Brand new Plastering Full-time Course
Furness College’s first ever full-time plastering students have been practising their new trade.
Young men and women aged from 16 upwards try their hand at dry lining, scratch coats, cement screeds, skimming and making moulds – a whole new experience outside the normal school or college class. On the way they gain an NVQ 1 or NVQ 2 and valuable experience that could lead to an apprenticeship or an advanced apprenticeship.
Some of the first intake of would-be plasterers have come off the dole to join the course, others joined straight from school. Robert Bower; 18, came straight from another course at Furness College. He said: “I’ve done a level one bricklaying course and came on this to tie in with it. I’m enjoying it. I would rather be at college than on the dole. After this I would like to be a general builder, plastering and labouring. I’ve done work with my uncle, labouring. I would have thought there would be some building work going on or some apprenticeships. And if not, I can always do my house up. My uncle, he can do conservatories and stuff and I would like to be able to do that, then you don’t have to fork out money for people to do it for you.”
Jade Ho, 26, has ideas about making a career for herself with more artistic aspects of plastering – creating her own individual designs out of plaster to add style to someone’s house.
“When I asked about the course they said it went into quite a depth. We will be learning about moulding and other old techniques like using house hair and lime. I thought it would be interesting to make your own designs, to look at symbolism, to be artistic. I looked it up on the internet and when you see what can be done – I thought it would be nice for kids’ bedrooms to have something different and I could maybe branch out on my own with it.”
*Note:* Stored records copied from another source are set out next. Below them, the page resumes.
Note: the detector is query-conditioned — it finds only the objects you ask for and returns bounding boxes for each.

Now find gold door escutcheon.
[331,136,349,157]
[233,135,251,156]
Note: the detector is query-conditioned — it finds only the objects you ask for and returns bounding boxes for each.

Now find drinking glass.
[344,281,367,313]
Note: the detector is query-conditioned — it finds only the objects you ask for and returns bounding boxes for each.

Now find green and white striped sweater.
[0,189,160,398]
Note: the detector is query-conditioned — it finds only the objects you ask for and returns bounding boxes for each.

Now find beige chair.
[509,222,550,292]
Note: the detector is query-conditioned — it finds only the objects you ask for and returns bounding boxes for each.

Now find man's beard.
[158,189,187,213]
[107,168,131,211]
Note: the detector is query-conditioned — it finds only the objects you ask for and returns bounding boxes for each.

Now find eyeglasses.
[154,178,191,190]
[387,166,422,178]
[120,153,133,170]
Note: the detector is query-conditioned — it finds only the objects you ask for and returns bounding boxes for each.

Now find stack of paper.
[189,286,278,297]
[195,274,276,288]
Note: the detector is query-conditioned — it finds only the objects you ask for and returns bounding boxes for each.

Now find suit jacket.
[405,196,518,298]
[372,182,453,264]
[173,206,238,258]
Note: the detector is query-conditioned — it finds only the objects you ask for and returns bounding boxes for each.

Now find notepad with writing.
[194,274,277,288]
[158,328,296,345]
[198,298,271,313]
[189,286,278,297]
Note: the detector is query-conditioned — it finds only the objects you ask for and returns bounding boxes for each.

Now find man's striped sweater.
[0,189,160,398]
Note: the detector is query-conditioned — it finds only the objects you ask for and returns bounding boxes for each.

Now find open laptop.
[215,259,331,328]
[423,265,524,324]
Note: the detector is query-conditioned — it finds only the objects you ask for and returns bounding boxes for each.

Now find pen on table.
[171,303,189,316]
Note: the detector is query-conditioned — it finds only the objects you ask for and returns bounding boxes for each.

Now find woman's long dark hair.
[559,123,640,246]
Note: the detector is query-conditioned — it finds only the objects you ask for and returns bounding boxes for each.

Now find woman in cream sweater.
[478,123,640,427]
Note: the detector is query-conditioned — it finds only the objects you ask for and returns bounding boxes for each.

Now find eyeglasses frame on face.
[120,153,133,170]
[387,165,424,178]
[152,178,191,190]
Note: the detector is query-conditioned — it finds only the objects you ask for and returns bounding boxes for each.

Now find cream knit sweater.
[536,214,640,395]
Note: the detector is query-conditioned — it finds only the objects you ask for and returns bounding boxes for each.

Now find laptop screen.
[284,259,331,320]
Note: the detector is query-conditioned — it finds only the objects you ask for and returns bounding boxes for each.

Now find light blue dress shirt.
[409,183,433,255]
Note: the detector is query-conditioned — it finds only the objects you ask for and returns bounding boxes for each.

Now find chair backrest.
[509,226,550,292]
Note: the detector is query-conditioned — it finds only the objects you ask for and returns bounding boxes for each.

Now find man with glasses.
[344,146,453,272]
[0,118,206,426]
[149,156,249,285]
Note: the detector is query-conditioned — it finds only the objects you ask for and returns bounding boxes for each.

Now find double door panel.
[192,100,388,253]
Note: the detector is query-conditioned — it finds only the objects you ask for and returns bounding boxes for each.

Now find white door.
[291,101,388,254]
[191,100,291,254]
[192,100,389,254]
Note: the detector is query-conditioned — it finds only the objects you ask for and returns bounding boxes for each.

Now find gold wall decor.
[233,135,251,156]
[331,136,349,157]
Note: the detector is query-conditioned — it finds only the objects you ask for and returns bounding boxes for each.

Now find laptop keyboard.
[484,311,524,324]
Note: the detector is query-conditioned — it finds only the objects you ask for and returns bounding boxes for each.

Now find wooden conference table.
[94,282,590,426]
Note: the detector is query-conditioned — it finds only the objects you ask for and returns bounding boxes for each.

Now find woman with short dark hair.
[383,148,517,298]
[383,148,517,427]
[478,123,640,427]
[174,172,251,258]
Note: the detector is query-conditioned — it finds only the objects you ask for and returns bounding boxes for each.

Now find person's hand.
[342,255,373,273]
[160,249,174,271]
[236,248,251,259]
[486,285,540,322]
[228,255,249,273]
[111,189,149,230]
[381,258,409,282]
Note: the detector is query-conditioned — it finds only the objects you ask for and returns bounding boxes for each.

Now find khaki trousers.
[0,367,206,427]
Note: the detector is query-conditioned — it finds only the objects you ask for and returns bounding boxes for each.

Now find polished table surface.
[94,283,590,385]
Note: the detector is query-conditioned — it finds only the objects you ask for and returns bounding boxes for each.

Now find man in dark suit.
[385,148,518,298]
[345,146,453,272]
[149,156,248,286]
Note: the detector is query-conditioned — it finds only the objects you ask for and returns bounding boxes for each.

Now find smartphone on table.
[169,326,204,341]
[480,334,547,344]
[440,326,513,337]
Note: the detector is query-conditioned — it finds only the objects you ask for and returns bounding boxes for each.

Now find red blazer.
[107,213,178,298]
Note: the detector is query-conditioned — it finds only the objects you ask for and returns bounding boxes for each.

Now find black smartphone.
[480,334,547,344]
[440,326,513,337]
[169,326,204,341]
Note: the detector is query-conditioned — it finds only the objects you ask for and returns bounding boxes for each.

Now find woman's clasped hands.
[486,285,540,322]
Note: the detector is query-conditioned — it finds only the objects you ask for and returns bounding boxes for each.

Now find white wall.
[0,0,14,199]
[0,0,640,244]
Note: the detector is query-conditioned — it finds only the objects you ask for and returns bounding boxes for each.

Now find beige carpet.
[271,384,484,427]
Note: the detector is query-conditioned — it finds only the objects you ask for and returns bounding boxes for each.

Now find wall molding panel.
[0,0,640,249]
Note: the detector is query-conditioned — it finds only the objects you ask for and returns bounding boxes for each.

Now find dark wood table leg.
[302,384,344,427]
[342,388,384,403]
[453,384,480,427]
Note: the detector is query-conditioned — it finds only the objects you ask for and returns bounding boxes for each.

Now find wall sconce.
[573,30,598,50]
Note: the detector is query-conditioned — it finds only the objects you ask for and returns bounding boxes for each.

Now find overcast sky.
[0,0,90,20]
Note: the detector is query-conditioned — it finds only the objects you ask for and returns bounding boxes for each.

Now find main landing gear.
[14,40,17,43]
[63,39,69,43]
Dan Grisdale, 27, got made redundant, not once but twice, and decided to get some qualifications.”After being laid off I thought it was time to get a decent trade. Ideally I would like to get off the dole and become a proper plasterer. I don’t like signing on – I’m sick of it. I have had my benefits suspended because of joining, but it’s still worth it. I am really enjoying it, just learning new things, and something that should stand me in good stead for the rest of my life.”
Louis Cochrane came straight from school at 16. He said: “I just applied for loads of courses and got a choice of painting and decorating or plastering. The plastering seemed better. It’s really good, I’m learning new things, something I have never done before. I would like to carry on the training into the second year, hopefully.”
Tutor assessor Colin Thompson is a builder who specialises in plastering. He designed the course, making sure it would give students a whole range of plastering skills as well as units in key skills, health and safety and core construction subjects. He also designed the timber frame construction that the students work on, honouring their skills. The frame was built by joinery staff at the college.
The course runs over either one or two years, for 36 weeks each year, and there is no age limit.
The students learn to draw what they want to create, measure the job and work out how much board they need, how much plaster and even how many nails there will be in the job.
A second year will teach them “the fancy stuff” – making dados, cutting a pattern to your own design or making your own running moulds.
The course came about after Colin met up with local companies who had identified a need for college training in plastering. Furness College director of 14-19 education Jane Ridyard said: “Colin teaches plastering at the college but is also an assessor so he goes round a lot of employers in the area assessing apprentices. Companies were saying they could do with students doing plastering. This was something we could deliver so we decided to put a full-time course together, as a result of the demand from employers.”